Chinese state-owned company Sinopec is upgrading its refineries to produce higher quality transport fuels for the domestic market by next year.
Sinopec chairman Fu Chengyu was quoted by Xinhua news agency on Friday as saying the company would complete upgrades of desulfurization facilities at its refineries by the end of this year, and start producing gasoline and diesel that meet the National Phase IV -- equivalent to Euro 4 -- emissions standard from 2014. This would limit sulfur levels to 50 parts per million.
China has set a deadline for the Phase IV standard for gasoline to be adopted nationwide by January next year, and that for diesel by the end of 2014.
Sources say refiners have been given at least a year to transition to the new legislation. Implementation of new emissions standards has often been delayed over the last few years, largely due to the lack of low-sulfur fuel.
Fu's comments come after the capital Beijing has seen air pollution reach hazardous levels recently, prompting calls for the introduction of tighter fuel specifications to be accelerated.
According to the Xinhua report, Fu said the refining sector should bear some responsibility for the high levels of pollution but that it was not the fault of the companies. Rather, emissions standards in the country are insufficient, he said.
Beijing on February 1 became the first and only city in China to adopt the Phase V standard where sulfur levels have to be below 10 ppm. Other eastern areas such as Shanghai, Jiangsu and the Pearl River Delta use Phase IV fuels while the rest of the country still adheres to Phase III specifications.
"China's [emissions] standards are not high enough, only Beijing has mandated sulfur levels of 10 ppm and under, but the whole country in general has standards of 150 ppm. If the standards do not increase, upgrades and modifications to facilities will not happen," Fu said.
HIGHER COSTS MAY LEAD TO FUEL PRICE HIKES
According to Sinopec sources, the company's major refineries such as Zhenhai, Guangzhou, Maoming and Hainan are now able to produce Phase IV gasoline.
The additional cost is estimated at Yuan 150-250/mt ($24-40/mt) compared with Phase III gasoline, with the construction cost of a gasoline hydrogenation unit estimated at around Yuan 200-300 million, one source said.
On Monday, Sinopec said it had successfully produced its first batch of Euro V standard RON 92 gasoline at its Gaoqiao refinery in Shanghai.

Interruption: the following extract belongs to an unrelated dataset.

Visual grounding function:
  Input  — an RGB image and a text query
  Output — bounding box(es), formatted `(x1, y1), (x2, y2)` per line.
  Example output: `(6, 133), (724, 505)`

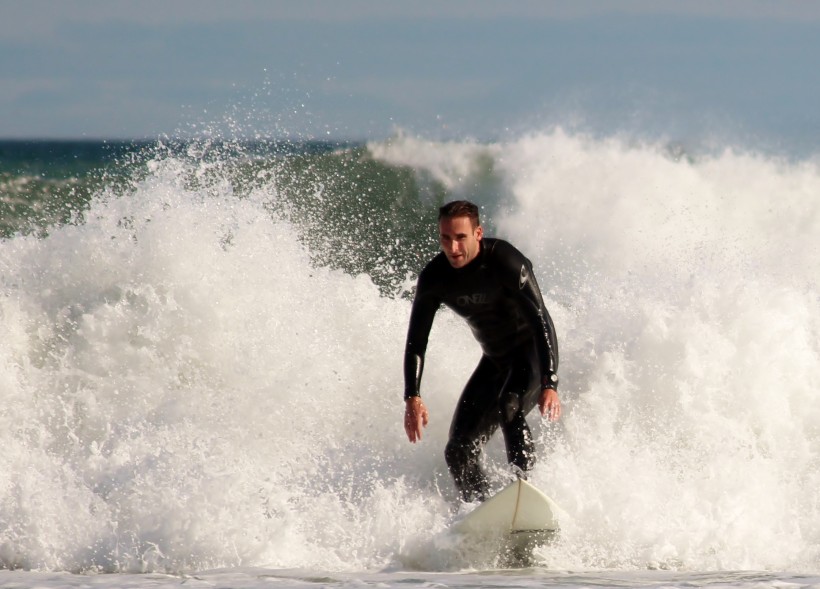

The company also plans to start a new 2.4 million mt/year hydrocracker later this month at Maoming, and commission a 1.2 million mt/year gasoline hydrogenation unit in Hainan during the third quarter of this year.
In its white paper on the environment released in November 2012, Sinopec said it had spent Yuan 492 million over 2005-2010 to upgrade its refineries to produce Phase III standard fuels. Last year, it completed diesel upgrading projects across its refineries and started supplying Phase V diesel to Beijing.
Sinopec's rival PetroChina is also preparing for tightened regulations. Its Lanzhou refinery, which already produces Phase IV fuels, also put on stream a new 3.5 million mt/year diesel hydrogenation unit last year, according to a refinery source.
The Dalian refinery also expects to complete a 2.25 million mt/year gasoline hydrogenation unit by April this year, similarly allowing it to produce Phase IV fuels, said another source.
"With the added costs [to produce low sulfur fuel] involved, fuel prices will eventually have to rise," said Yan Shi, energy analyst at UOB-Kay Hian Investment Consulting in Shanghai.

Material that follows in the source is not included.